Só tinha "convertido" no local. Só agilista que gosta de kanban. Todos ali sabiam sobre o assunto. Ninguém precisava escutar aquilo. Falar para convertido é fácil. Difícil é pegar o dono da empresa de 80 anos que nunca ouviu falar de agilidade e provar para ele que a empresa precisa de melhoria contínua.
O fato é que deram palco para os autores. Essa semana estão ambos lá. Imberbes, não têm 25 anos de idade, já ostentando "Agile Coach" como cargo. Não sabem nada do dia a dia. Nunca enfrentaram uma trincheira. Nunca tiveram que controlar uma crise criada por algum gerentão cascata, tentando jogar toda a culpa do insucesso do projeto na agilidade.
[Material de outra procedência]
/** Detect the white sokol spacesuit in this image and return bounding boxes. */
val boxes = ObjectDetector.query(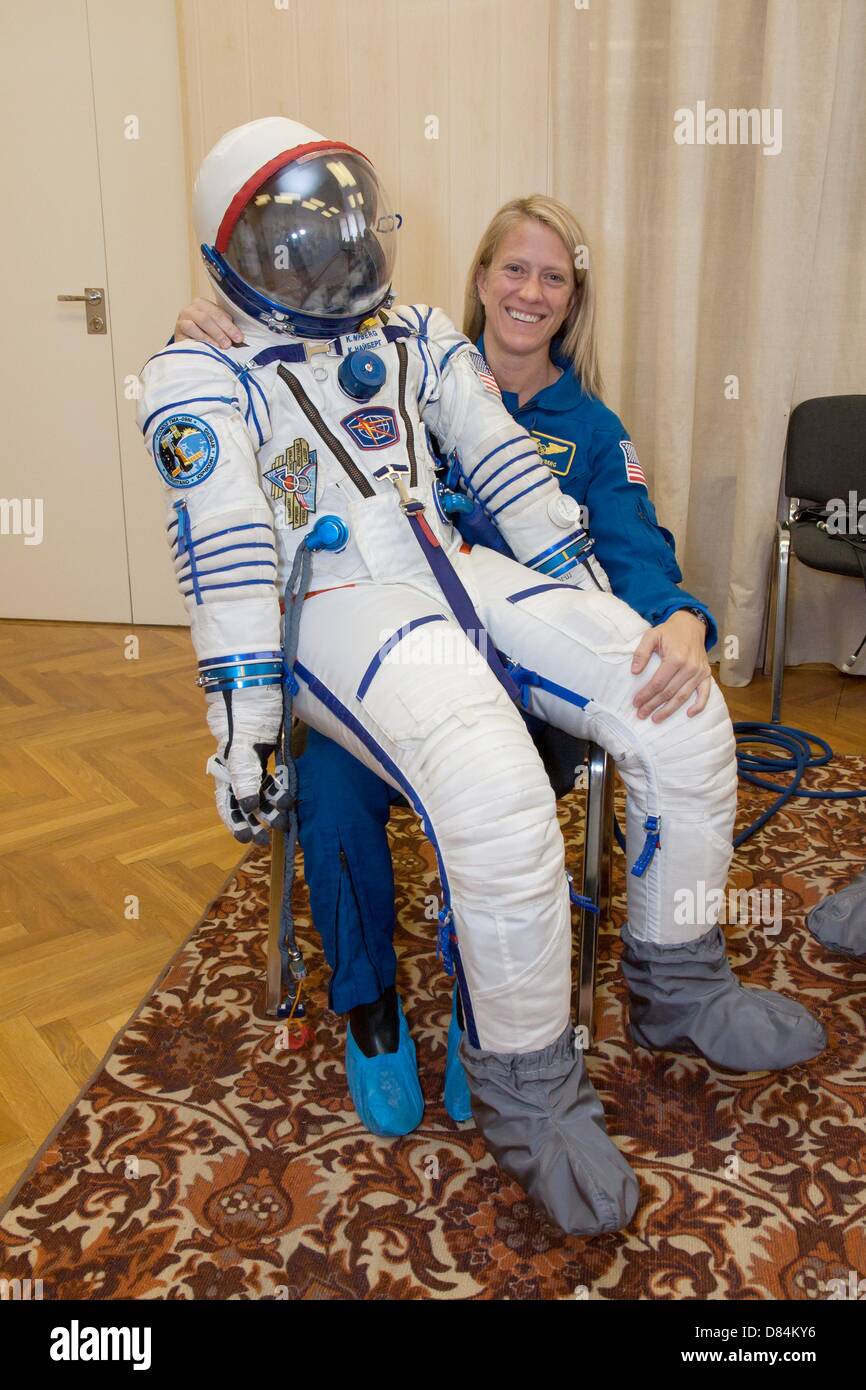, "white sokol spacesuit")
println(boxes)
[139,118,822,1232]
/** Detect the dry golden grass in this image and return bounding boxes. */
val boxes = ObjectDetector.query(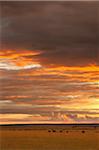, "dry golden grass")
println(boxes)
[0,127,99,150]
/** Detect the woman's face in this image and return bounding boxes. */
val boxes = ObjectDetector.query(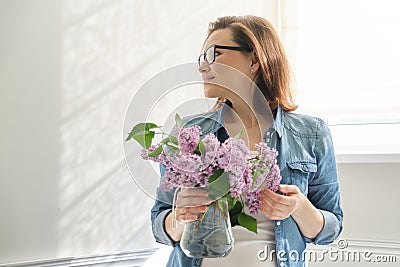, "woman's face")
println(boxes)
[199,29,254,99]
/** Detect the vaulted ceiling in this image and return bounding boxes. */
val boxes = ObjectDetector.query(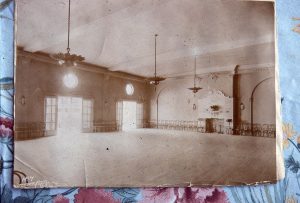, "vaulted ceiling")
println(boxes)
[17,0,275,77]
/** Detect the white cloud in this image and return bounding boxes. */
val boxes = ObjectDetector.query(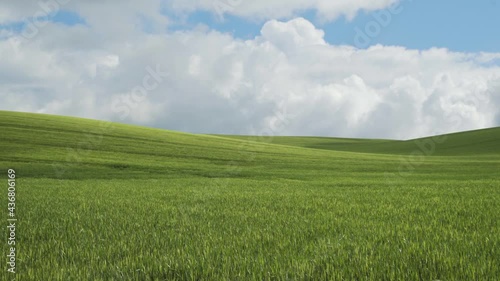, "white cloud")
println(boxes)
[0,13,500,138]
[168,0,399,20]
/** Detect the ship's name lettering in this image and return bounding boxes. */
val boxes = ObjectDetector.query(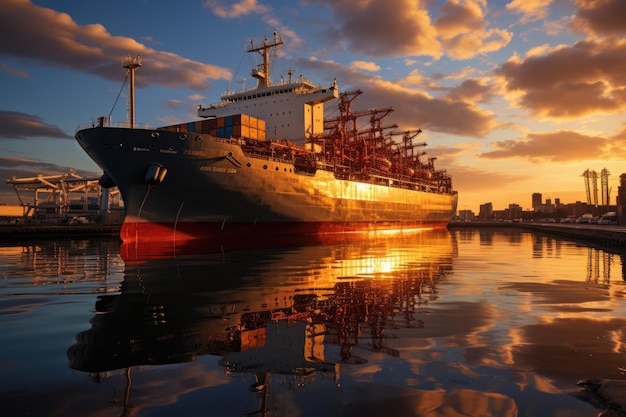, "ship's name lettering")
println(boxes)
[200,166,237,174]
[185,149,208,156]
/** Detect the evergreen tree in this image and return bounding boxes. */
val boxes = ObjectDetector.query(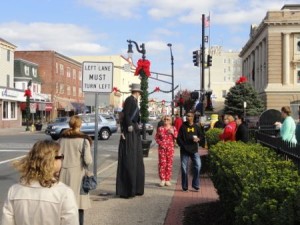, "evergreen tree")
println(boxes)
[224,76,265,116]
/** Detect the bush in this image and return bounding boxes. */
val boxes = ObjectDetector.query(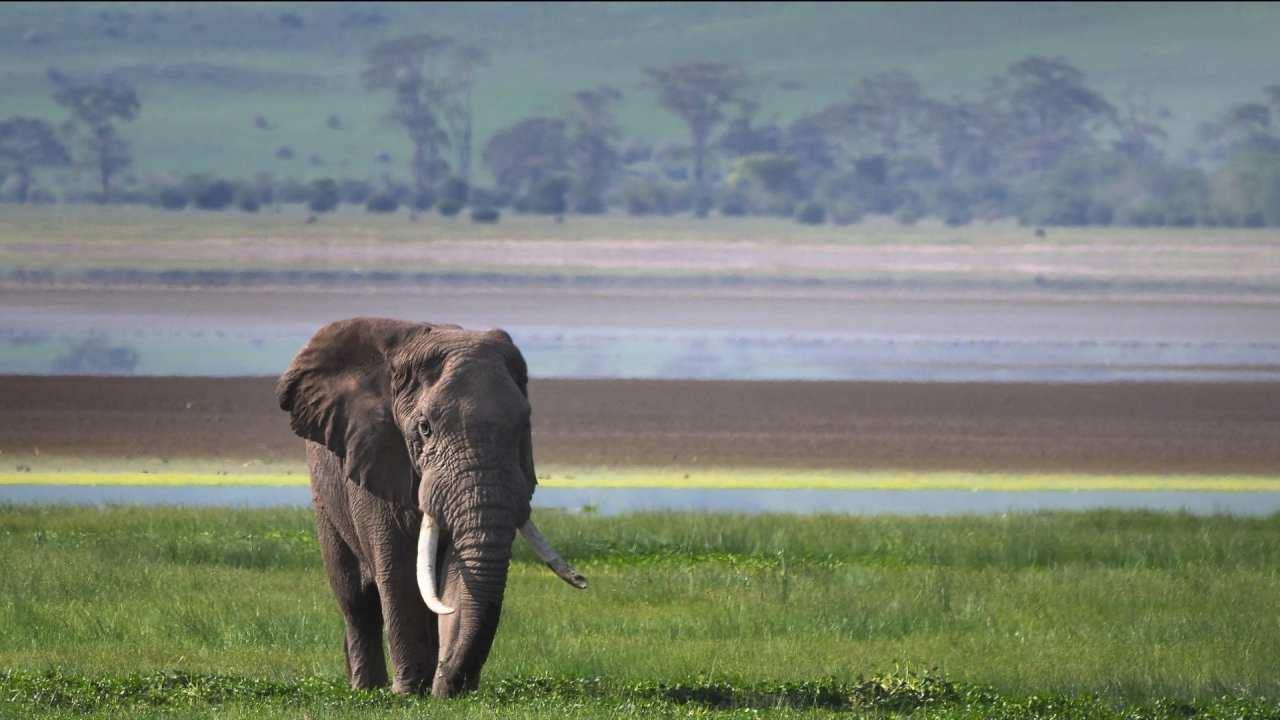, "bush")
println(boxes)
[338,178,374,205]
[471,187,515,208]
[471,208,498,224]
[694,195,714,218]
[408,187,435,213]
[721,193,746,218]
[156,187,187,210]
[440,178,471,208]
[796,200,827,225]
[622,178,677,215]
[529,178,570,215]
[307,178,338,213]
[191,178,236,210]
[365,191,399,213]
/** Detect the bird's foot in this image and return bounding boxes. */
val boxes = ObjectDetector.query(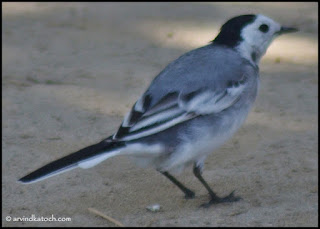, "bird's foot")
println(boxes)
[184,190,195,200]
[200,191,242,208]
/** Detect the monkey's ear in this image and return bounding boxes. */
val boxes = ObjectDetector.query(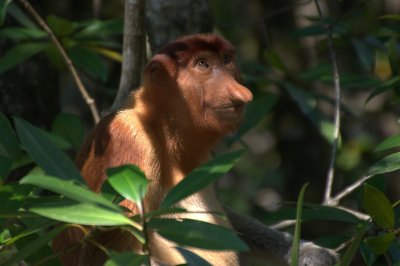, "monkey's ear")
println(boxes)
[144,54,177,84]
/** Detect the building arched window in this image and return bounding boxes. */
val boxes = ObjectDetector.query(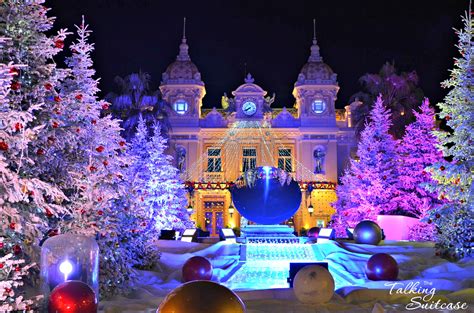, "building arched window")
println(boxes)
[313,146,326,174]
[173,99,189,115]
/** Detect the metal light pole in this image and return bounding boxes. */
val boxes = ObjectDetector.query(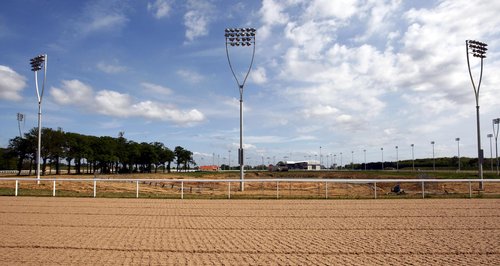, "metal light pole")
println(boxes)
[493,118,500,175]
[363,150,366,171]
[396,146,399,171]
[465,40,488,189]
[351,151,354,170]
[30,54,47,184]
[224,28,256,191]
[380,148,384,171]
[431,141,436,171]
[411,144,415,172]
[319,146,323,167]
[17,113,26,138]
[486,134,493,172]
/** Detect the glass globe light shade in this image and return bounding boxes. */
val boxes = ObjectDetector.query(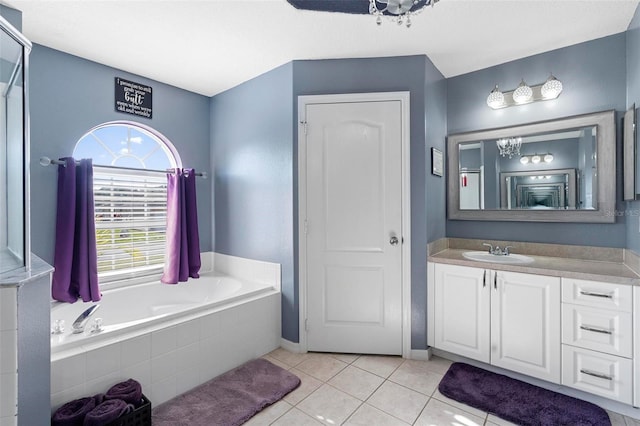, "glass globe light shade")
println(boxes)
[487,84,505,109]
[540,75,562,99]
[513,80,533,104]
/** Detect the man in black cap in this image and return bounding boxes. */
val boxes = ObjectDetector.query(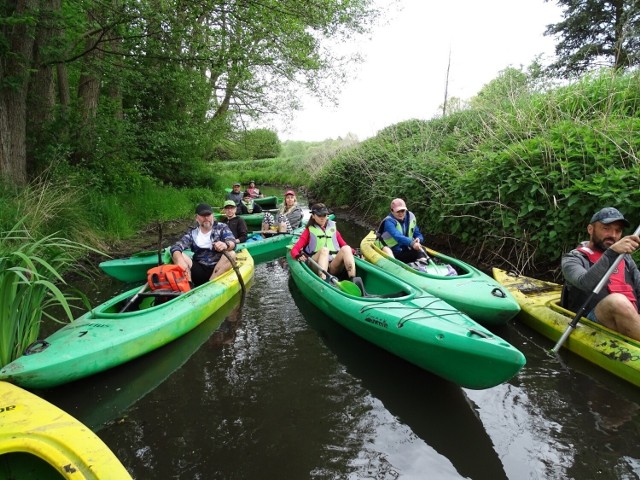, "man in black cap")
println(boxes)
[562,207,640,340]
[170,203,236,287]
[224,182,243,208]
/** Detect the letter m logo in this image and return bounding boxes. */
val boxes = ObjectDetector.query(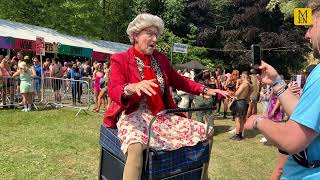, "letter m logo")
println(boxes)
[294,8,312,26]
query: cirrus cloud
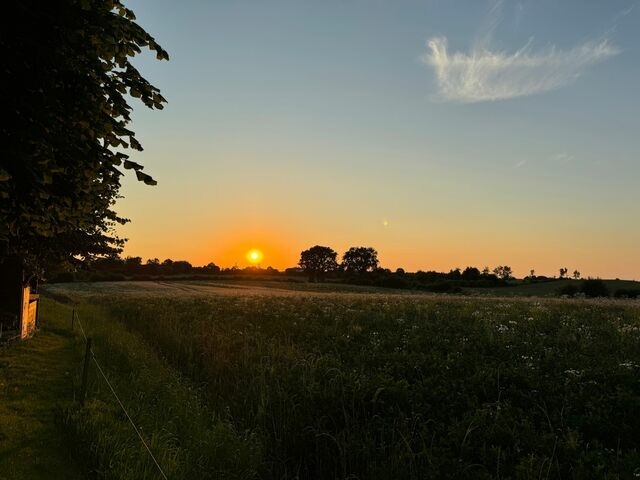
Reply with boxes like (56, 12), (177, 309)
(421, 37), (619, 103)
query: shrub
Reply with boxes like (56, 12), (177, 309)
(558, 284), (580, 297)
(613, 288), (640, 298)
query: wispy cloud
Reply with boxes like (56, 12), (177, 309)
(514, 160), (527, 168)
(551, 152), (576, 162)
(422, 37), (619, 103)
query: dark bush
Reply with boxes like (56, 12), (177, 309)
(48, 272), (75, 283)
(558, 284), (580, 297)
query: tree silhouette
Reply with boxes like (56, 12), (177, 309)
(493, 265), (513, 280)
(0, 0), (169, 270)
(298, 245), (338, 282)
(342, 247), (378, 273)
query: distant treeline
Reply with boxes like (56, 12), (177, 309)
(47, 257), (553, 293)
(47, 257), (640, 298)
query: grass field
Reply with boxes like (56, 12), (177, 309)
(3, 282), (640, 479)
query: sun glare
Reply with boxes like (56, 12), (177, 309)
(247, 248), (264, 265)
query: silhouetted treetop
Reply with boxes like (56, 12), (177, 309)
(342, 247), (378, 273)
(0, 0), (169, 270)
(298, 245), (338, 280)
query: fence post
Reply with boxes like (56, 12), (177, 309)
(80, 338), (91, 406)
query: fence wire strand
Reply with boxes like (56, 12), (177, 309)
(73, 310), (168, 480)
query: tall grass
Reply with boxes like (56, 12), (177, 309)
(57, 306), (261, 479)
(80, 295), (640, 479)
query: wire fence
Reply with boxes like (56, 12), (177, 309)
(71, 308), (168, 480)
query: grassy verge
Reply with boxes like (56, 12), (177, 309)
(0, 300), (85, 480)
(63, 305), (259, 480)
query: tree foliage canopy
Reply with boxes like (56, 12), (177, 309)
(0, 0), (169, 270)
(342, 247), (378, 273)
(299, 245), (338, 280)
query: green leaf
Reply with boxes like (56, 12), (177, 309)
(124, 160), (144, 171)
(136, 170), (158, 185)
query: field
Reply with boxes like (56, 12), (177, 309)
(21, 282), (640, 479)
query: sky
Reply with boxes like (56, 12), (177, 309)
(116, 0), (640, 279)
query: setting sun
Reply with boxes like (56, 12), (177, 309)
(246, 248), (264, 265)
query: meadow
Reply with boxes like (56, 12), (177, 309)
(43, 282), (640, 479)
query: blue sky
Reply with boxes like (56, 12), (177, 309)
(119, 0), (640, 278)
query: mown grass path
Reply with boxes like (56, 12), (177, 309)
(0, 302), (85, 480)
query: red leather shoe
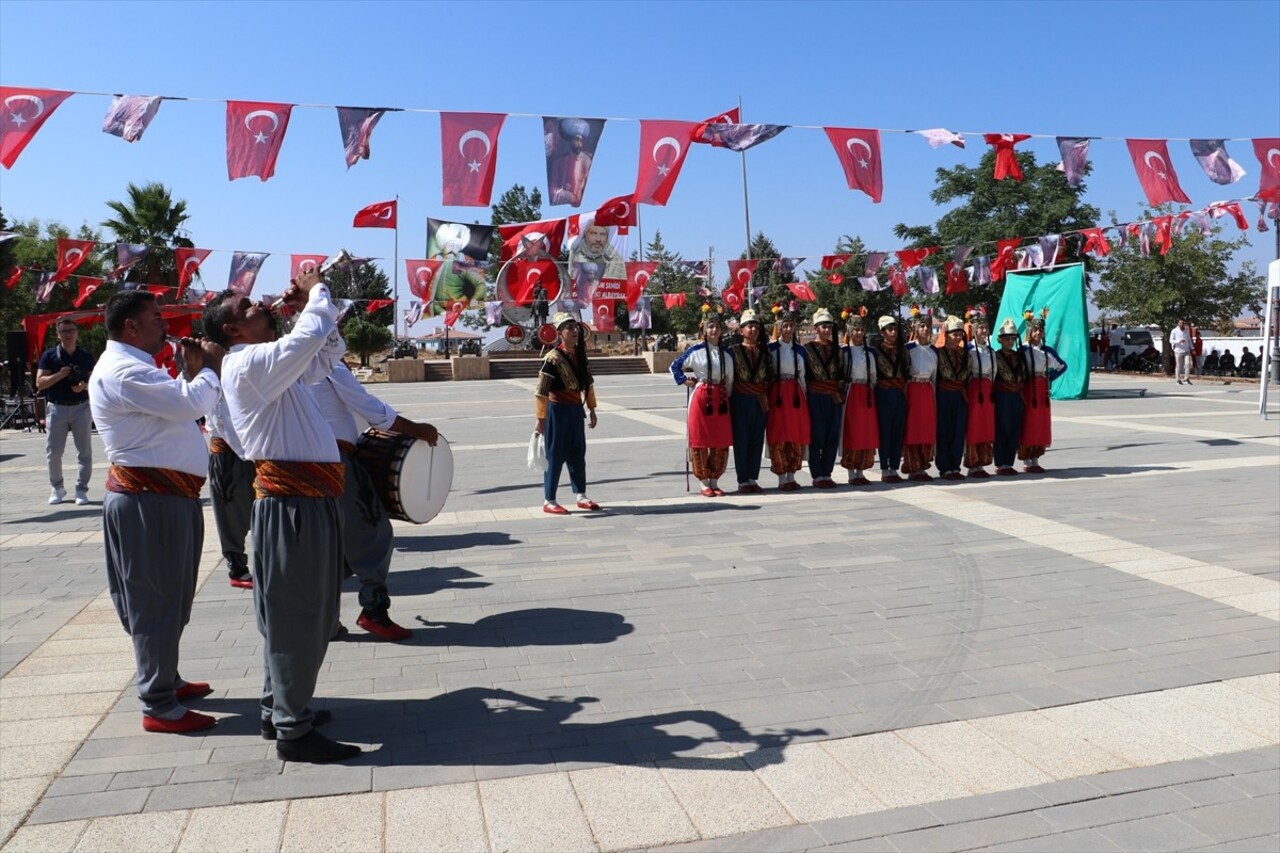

Nunca tiveram que mediar uma briga de executivos para garantir o lançamento de um MVP. Nunca estiveram alocados dentro de um cliente estatal, cheio de política, pisando em ovos, para garantir o lançamento do sistema e o contrato da empresa com o órgão.
Mas, veja bem, estão lá palestrando o que os outros devem fazer para atingir sucesso em suas empresas.
Eu não culpo os autores. Nem um pouco. Estão jogando pelo sistema. E o sistema é esse.
Eu culpo o jogo, não os jogadores.
A inutilidade de pagar para passar dias escutando mais do mesmo em palestras inúteis, apenas para "ver e ser visto".
Os organizadores - muitos dos quais "de Palco", longe do dia a dia da agilidade - dando palco para seus protegidos ou escolhendo assuntos tão rasos quanto a experiência dos próprios...
E a plateia? Bem. A cada dia que passa, mais e mais amigos meus se distanciam desse tipo de evento.
O TDC? Continuará existindo. A força dos agilistas de palco é grande. Eles são ótimos em aparecer. Estão comemorando a pandemia, pois assim conseguem vender mais os seus canais e cursos online. E sempre existirão agilistas pôneis e de certificado para pagar essa zorra toda.
Eu? Eu escrevi esse texto inteiro porque são os Agilistas de Trincheira que se ferram com tudo isso. Nossos clientes acabam escutando sobre essas balelas dos agilistas de palco. E quando nossos clientes olham o dia a dia cinza que estamos fazendo com as apresentações coloridas de mundo ideal dos agilistas de palco, somos nós, agilistas de trincheira os criticados.
Talvez o que sobre desse texto inteiro seja a necessidade de um "Encontrão da Trincheira". Identificar palestrar por resultados. Um monte de gente falando sobre o pulo do gato dos seus projetos. O triste é que agilista de trincheira está ocupado demais ganhando dinheiro de verdade para preparar palestrinha para os outros.